Fruits of their labor are tasted in the cup:

The Helsar method is truly unique, and the only of its kind that we’re aware of. The cascara they produce comes out crisp, crumbling even, and brews up the sweetest, cleanest tasting tea we’ve tried. And yeah, we’re eating it! OK, partly because we were told to by the producer. But after the novelty wears off, you’re left with a really unique dried fruit not all that far from a dried cranberry in flavor, and a crunchy texture that’s more in line with toasted grain than dried fruit.

Cascara coffee fruit tea steeping in a Handy Brewer
Cascara coffee fruit tea steeping in a Handy Brewer

Great on its own, the cascara also can be used in place of dried fruit on cereal, granola, or in trail mix (though you need to be careful since there’s a fair amount of caffeine too!). A couple people here in the office have made cascara syrup for sodas, as well as oatmeal cookies with cascara, we’ve tried beer brewed with it, sauces…the options are endless!

We were so impressed by the initial test batches we tried, and the fully-realized operation is quite a sight to behold first-hand (which I was able to do on a couple of my visits). Beyond intention, it’s their attention to detail that distinguishes this from the rest.

Yes its coffee, but it tastes like tea!

Helsar cascara fruit tea has a raisin-prune smell, clean and clearly fruited. It shares many light, and tart smells and flavors with dried hibiscus, the flower used to make jamaica tea in Mexico. When wet, you’re hit with a scent of tamarind, accompanied by delicate floral to herbal smells. And so many flavors of dried fruits come out in the brewed tea: hibiscus, tamarind, raisin, dried apple, dried passion fruit, and mango.

We are shipping 3 oz batches in air-tight bags in order to keep the cherry crisp. 3 ounces works out to be roughly 10 – 15 cups depending on brew strength.

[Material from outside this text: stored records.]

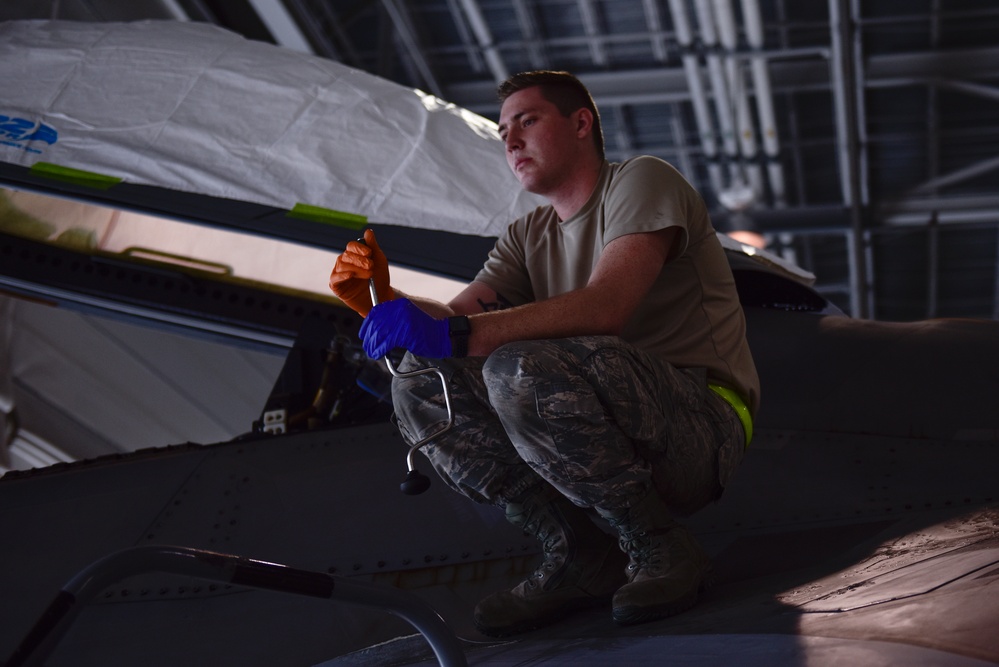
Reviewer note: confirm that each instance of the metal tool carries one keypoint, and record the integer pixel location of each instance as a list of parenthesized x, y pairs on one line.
[(416, 482)]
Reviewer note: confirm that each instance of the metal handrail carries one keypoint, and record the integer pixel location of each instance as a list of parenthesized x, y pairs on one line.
[(42, 639)]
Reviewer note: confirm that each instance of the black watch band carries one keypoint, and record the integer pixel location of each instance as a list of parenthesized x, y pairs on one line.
[(458, 328)]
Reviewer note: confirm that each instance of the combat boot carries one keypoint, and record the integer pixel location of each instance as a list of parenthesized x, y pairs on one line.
[(668, 568), (582, 568)]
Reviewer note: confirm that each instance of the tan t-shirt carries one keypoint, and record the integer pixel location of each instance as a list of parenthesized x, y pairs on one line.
[(690, 318)]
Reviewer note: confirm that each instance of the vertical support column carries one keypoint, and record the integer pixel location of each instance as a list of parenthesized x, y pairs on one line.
[(842, 27)]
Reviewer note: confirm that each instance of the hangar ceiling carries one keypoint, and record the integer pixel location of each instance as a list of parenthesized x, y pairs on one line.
[(861, 139)]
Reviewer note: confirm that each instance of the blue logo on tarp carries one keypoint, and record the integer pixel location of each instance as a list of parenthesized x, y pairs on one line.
[(19, 132)]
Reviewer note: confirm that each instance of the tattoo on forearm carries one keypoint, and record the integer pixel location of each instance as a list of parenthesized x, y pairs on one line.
[(499, 304)]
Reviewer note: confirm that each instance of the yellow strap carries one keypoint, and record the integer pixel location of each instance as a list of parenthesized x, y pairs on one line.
[(733, 399)]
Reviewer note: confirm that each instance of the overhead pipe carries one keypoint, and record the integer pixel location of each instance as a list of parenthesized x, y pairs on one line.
[(842, 28), (719, 84), (753, 24), (728, 37), (484, 35), (698, 95)]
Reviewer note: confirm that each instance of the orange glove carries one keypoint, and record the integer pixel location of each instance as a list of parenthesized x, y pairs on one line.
[(354, 268)]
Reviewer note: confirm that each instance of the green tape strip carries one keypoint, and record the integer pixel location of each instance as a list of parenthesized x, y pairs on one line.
[(87, 179), (328, 216)]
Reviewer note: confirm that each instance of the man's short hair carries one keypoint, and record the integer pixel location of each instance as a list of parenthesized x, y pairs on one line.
[(563, 90)]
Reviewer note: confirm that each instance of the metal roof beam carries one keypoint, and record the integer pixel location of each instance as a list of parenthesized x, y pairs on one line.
[(593, 28), (485, 37), (533, 42), (808, 73), (406, 31)]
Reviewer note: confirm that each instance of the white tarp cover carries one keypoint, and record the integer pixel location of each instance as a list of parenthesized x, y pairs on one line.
[(195, 108)]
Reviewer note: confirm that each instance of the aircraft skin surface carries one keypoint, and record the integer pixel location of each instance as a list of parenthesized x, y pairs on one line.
[(861, 529)]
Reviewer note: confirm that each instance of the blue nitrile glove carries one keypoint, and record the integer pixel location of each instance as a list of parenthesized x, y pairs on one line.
[(399, 323)]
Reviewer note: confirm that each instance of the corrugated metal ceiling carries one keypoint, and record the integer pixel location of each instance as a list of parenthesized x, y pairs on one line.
[(878, 171)]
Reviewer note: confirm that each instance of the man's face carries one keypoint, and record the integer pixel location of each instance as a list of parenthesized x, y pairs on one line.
[(541, 143)]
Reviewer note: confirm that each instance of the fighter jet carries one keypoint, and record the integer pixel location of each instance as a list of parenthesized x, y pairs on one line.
[(860, 528)]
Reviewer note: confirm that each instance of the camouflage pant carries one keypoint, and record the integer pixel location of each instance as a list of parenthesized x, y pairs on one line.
[(593, 416)]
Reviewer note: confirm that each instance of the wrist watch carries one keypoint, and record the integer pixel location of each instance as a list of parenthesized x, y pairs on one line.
[(458, 329)]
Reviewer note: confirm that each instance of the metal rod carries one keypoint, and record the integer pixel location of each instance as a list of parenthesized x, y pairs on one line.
[(39, 643)]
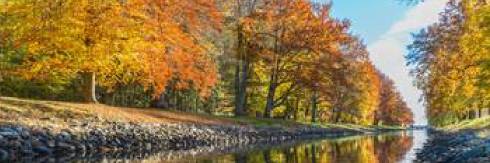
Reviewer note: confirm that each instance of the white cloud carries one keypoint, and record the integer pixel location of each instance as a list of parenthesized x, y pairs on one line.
[(420, 16), (388, 52)]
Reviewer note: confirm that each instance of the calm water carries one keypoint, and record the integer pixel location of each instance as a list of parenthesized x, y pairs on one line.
[(385, 148)]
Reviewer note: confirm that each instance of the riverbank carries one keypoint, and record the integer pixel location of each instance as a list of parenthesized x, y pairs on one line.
[(34, 129), (468, 141)]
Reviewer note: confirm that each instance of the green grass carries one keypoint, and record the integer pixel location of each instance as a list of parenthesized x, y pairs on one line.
[(28, 111), (473, 124)]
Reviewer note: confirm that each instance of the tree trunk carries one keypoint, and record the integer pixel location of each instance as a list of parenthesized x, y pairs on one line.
[(314, 102), (88, 87), (241, 74), (270, 100)]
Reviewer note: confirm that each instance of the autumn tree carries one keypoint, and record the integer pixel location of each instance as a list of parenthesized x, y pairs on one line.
[(287, 35), (448, 60), (119, 42)]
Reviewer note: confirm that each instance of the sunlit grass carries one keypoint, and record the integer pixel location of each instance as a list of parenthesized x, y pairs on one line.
[(480, 123), (33, 112)]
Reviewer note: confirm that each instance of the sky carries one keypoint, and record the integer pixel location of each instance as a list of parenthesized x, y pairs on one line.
[(386, 27)]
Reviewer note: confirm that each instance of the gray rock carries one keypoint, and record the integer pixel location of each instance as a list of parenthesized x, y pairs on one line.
[(8, 134), (42, 150), (4, 155), (65, 146)]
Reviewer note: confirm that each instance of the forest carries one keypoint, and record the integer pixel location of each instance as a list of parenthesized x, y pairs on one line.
[(451, 61), (282, 59)]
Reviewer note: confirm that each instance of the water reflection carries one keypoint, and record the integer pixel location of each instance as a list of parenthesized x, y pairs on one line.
[(386, 148)]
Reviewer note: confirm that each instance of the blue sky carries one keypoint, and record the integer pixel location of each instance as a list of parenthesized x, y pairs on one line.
[(385, 26)]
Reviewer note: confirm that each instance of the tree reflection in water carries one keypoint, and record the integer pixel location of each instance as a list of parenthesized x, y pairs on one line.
[(364, 149)]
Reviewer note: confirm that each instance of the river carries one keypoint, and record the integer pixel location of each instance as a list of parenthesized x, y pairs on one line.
[(382, 148)]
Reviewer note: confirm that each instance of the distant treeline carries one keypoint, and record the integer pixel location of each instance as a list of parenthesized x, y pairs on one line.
[(263, 58)]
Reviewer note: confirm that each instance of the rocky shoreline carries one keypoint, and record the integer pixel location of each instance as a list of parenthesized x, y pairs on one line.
[(118, 139), (458, 147)]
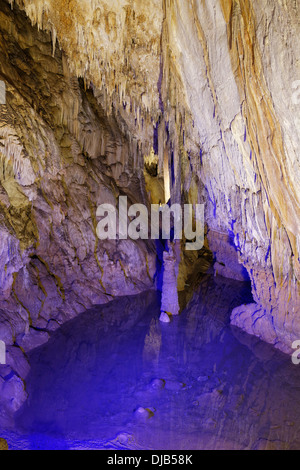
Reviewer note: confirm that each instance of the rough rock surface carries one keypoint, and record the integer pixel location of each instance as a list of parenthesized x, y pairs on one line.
[(211, 87)]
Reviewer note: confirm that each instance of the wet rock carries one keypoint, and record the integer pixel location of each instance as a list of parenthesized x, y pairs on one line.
[(165, 317), (3, 444), (158, 384), (143, 414)]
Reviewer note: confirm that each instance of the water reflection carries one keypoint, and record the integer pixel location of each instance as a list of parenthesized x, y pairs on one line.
[(201, 383)]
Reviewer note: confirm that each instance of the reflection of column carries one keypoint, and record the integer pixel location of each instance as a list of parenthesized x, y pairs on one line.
[(169, 298), (166, 176)]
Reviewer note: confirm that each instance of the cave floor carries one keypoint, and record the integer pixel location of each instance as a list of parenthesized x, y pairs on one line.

Our best results were with French press, Clever Dripper-type brewers, and mason jars, using 12 grams cascara to 350 ml water, and steeping for around 8 – 12 minutes. This is a fairly long steep time for a ‘tea,’ but technically this is not tea, and you won’t achieve the tannic/bitterness of some over-extracted black teas. Fool around with ratios until you find what works for you.

Since it’s completely dry, it doesn’t take long for some level of reconstitution depending on relative humidity where you live. So if you want to keep crisp (best for eating), store in a sealed, air-tight bag or jar when not in use.

Our Cascara is currently sold out! We will update this post when we are able to source another option.


A footnote to bloggers and writers about Cascara: I hope you understand the point of our introduction to this article and do a little research on Qishr and Gesher as a well-established tradition. I also hope you do not repeat false ideas about Cascara being some sort of newly invented re-use for a coffee by-product that otherwise goes to waste. This is untrue because not all coffee skin should be recovered to produce cascara, as doing so takes a ton of resources and requires sizeable investment to handle as a food product. If you go to a coffee farm and walk around tasting cherry, you are going to notice some little white things lodged in the ends of ripe cherry under the skin. That’s fly larvae. And in case you aren’t aware, coffee pulp skin does get used in very appropriate and important ways, generally as an ingredient in compost. Compost from coffee is not only greatly needed for the health of the coffee plant, in many origins lacking enough organic material to feed the trees, it is very very valuable. See Rwanda.

Call-out on Cascara (and cultural stereotyping) – I have no trouble shaming this example. I would like to see photos of the landfills where all the wasted coffee skin ends up, please?